Community banks have been hit especially hard because they lack the expertise in managing interest rate risk that larger institutions have, experts said.

"Small institutions are particularly relying on third-party advice," said Edward Furash, chairman of Furash & Co., a Washington-based bank consulting firm.

"They tend to be more trusting."

Holdings of mortgage-backed securities have proved especially troublesome to community banks.

These often complex instruments can plunge in value when interest rates rise.

Warren Heller, Veribanc's director of research, said he doesn't expect the problems in investment portfolios to cause community bank failures.

But he said he does see regulators cracking down with more memorandums of understanding and cease and desist orders.

The problems have come to light as a result of recently instituted accounting rules requiring banks to report unbooked losses on securities they plan to hold until maturity.

The nine hardest-hit banks -- scattered from Louisiana to New Jersey -- say they are already starting to revamp their investment strategies.

"No more long-term bonds," said' Walter Coffman, president of First National Bank, Hamilton, Tex.

That institution had $750,000 in unhooked losses as of June 30, Veribanc found.

In other words, if the bank had sold the securities then, the losses would have amounted to 52.2% of equity.

Lew Harmon, president of Bank of Altenburg, Mo., which has $940,000 in unbooked securities losses, said it plans to restrict future investments to jumbo certificates of deposit, Treasuries, and municipal bonds.

"We will not buy a lot of that stuff that fluctuates that much," he said.

According to the survey, Vernon Bank of Leesville, La., would be hardest hit if it sold its portfolio. The bank had $2.67 million in unbooked securities losses as of June 30, representing 74.2% of its equity. Vernon officials could not be reached for comment.

Three banks operated by Commerce Bancorp, a $2.3 billion-asset Cherry Hill, N.J., holding company, also would be hard hit if it took losses.

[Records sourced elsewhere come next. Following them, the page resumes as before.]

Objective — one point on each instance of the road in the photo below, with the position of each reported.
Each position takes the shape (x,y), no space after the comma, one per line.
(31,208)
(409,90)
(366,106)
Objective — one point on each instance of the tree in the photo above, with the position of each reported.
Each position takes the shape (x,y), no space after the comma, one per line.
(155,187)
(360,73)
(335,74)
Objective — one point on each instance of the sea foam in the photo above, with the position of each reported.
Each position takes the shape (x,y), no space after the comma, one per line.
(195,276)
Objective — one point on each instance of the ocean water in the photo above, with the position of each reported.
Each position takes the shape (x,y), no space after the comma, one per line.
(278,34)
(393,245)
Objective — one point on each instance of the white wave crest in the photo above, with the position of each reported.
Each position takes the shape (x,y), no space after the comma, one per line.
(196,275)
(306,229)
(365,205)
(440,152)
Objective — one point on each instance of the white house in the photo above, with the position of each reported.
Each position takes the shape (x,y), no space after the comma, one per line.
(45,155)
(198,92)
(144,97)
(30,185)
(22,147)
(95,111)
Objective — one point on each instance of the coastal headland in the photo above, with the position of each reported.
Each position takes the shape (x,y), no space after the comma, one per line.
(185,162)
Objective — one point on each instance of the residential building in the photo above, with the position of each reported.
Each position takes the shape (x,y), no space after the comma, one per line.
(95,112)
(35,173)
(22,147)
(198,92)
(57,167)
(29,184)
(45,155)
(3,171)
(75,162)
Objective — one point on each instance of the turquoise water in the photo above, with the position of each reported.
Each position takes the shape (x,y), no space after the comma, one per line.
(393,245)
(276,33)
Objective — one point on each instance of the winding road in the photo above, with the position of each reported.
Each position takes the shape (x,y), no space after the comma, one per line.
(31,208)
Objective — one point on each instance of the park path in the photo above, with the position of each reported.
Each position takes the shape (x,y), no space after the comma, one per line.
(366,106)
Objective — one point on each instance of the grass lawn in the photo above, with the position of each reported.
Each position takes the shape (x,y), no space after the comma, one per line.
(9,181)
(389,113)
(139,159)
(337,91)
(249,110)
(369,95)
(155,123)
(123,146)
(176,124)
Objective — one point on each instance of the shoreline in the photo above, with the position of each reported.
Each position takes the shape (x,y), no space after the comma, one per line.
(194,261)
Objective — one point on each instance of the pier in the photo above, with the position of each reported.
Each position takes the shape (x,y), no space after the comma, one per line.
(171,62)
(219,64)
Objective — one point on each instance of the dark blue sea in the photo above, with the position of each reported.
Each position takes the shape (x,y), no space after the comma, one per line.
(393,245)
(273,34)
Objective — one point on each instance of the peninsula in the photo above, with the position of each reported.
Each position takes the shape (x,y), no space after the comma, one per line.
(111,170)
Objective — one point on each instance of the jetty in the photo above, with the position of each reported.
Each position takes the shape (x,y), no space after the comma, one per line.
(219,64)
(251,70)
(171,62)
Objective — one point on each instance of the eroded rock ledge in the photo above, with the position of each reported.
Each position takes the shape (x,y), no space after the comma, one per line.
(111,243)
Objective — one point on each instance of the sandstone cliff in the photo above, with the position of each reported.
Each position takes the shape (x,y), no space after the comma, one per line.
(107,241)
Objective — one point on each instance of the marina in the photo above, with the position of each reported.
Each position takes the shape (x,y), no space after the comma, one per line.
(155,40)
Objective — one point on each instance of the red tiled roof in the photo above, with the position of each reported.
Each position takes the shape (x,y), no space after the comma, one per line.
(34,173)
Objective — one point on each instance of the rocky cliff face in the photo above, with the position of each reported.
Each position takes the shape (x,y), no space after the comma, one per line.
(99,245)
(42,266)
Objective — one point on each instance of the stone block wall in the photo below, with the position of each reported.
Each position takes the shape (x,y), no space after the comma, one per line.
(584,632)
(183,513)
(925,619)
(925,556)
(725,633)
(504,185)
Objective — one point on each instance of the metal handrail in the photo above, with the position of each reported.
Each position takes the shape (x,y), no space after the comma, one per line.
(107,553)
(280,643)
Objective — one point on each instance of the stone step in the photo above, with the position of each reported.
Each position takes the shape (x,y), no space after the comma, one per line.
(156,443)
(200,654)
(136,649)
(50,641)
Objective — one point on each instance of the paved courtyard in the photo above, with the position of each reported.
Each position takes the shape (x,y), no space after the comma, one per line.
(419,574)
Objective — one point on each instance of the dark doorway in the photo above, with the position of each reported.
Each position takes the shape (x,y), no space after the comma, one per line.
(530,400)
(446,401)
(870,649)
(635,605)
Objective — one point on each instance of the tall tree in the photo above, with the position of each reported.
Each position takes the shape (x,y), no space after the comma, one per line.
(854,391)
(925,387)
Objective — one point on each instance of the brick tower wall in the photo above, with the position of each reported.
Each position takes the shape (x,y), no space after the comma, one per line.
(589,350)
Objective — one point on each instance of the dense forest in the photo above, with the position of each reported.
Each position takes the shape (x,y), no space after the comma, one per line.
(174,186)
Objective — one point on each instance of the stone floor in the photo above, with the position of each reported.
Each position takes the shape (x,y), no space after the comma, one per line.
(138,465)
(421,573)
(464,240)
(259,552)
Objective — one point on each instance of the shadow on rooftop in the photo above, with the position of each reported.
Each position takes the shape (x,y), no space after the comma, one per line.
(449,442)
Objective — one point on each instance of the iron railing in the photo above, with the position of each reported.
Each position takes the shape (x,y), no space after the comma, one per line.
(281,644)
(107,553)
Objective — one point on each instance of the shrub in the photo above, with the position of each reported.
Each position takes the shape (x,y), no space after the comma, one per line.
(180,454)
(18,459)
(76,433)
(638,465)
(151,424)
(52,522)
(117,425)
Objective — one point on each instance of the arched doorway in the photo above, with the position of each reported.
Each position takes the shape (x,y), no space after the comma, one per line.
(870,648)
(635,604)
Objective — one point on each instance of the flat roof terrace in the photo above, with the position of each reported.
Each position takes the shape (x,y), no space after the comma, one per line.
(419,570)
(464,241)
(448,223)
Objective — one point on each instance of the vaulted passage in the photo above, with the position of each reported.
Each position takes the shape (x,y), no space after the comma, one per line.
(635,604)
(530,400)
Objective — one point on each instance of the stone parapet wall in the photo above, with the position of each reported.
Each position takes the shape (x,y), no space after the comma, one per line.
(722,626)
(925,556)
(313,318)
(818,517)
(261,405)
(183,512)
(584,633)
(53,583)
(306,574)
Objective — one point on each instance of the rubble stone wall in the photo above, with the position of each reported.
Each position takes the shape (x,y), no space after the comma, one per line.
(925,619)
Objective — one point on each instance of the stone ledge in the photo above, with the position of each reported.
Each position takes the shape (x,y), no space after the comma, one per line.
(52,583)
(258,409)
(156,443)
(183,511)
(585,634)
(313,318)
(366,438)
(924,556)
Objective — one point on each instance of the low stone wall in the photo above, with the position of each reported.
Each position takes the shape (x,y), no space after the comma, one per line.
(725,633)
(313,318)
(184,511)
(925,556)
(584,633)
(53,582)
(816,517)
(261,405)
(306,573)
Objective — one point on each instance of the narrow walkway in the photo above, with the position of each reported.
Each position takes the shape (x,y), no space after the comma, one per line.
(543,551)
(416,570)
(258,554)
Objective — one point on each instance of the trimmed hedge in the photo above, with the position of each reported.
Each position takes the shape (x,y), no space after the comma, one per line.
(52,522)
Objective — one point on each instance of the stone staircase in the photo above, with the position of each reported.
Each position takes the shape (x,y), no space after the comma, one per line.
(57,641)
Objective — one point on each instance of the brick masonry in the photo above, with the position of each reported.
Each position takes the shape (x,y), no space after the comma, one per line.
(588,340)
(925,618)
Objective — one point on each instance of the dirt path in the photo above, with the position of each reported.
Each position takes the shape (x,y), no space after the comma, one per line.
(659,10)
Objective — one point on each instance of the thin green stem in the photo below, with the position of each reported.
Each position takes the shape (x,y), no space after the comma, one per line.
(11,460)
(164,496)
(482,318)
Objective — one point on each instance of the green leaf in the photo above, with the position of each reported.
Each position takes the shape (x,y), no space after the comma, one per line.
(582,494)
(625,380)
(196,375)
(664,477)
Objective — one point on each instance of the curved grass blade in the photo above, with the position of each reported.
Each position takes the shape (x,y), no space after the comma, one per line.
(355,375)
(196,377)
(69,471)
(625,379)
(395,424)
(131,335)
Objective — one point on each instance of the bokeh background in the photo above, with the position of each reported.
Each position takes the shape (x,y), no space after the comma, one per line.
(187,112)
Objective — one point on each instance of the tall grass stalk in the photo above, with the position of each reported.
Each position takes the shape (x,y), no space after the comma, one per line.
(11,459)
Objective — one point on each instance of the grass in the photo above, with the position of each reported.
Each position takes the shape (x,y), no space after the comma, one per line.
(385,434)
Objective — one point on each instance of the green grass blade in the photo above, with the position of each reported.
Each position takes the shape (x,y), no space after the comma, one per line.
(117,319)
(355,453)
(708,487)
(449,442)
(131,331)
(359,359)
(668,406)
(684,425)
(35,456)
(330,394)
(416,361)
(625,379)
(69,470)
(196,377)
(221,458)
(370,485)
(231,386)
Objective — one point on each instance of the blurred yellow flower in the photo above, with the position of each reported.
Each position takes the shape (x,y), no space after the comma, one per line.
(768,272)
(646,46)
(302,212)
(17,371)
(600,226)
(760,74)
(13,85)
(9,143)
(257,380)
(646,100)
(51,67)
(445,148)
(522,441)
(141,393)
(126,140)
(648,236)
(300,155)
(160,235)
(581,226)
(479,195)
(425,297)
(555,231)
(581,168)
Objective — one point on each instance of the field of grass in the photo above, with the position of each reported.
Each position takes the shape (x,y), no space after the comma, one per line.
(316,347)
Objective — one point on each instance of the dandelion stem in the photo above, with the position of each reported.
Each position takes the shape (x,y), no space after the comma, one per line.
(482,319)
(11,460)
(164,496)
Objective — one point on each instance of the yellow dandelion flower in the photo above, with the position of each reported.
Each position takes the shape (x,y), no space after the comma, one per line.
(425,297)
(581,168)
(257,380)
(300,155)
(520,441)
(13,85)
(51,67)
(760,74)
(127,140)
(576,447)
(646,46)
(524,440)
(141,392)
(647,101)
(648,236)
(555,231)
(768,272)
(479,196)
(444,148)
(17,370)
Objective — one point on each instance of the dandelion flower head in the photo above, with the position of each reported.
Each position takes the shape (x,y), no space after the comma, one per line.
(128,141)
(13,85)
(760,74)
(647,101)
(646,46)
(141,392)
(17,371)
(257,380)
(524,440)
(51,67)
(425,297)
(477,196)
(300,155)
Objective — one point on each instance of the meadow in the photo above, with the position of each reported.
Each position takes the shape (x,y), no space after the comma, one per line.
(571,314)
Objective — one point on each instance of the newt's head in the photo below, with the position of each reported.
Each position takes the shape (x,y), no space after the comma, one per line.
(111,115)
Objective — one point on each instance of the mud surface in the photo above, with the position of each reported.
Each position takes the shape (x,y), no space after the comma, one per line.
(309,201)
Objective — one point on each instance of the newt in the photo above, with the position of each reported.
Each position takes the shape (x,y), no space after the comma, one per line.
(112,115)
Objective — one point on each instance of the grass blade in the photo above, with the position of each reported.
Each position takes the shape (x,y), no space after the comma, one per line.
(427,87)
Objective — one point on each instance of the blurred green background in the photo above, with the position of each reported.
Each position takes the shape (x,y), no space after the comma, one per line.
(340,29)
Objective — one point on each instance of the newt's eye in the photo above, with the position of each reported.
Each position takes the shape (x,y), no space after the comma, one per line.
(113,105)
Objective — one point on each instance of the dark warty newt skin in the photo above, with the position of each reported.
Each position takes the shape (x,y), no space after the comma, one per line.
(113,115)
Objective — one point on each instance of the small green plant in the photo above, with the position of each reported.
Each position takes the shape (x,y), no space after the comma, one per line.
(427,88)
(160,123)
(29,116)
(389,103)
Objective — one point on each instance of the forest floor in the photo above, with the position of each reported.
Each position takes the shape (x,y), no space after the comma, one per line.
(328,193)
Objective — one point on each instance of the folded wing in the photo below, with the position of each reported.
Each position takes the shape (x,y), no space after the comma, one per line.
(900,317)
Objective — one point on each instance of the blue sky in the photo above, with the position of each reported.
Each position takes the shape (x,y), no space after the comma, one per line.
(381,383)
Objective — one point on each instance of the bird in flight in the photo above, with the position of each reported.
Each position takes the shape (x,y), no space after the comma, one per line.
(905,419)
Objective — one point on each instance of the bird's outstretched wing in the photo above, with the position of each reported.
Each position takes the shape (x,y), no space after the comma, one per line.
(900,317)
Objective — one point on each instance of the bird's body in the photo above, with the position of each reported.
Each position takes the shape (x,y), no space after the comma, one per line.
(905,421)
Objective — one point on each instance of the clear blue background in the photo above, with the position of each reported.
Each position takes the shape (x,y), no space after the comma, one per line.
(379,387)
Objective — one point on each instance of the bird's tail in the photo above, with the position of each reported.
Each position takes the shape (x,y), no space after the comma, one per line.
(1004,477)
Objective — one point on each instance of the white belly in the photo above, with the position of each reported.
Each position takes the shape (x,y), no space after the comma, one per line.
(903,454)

The company's lead bank, Commerce Bank, had unbooked securities losses of $67.44 million, or 73% of equity.

Its sister banks, Commerce Bank/Devon, Pa., and Commerce Bank Shore, Forked River, N.J., had unbooked losses of $6.91 million and $6.75 million, respectively.

If the losses were realized, Commerce Bank in Cherry Hill would become critically undercapitalized, Commerce/Devon would become significantly undercapitalized, and Commerce/Forked River would become undercapitalized, the report says.

Officials with the company declined to comment, other than to say that the three banks are all well capitalized.

Meanwhile, some banks said they plan to hold on to their battered securities rather than sell them and take losses.

"We will just ride this thing out unless the regulators make us sell some of them," Mr. Harmon said. "If you hold them long enough they will pay."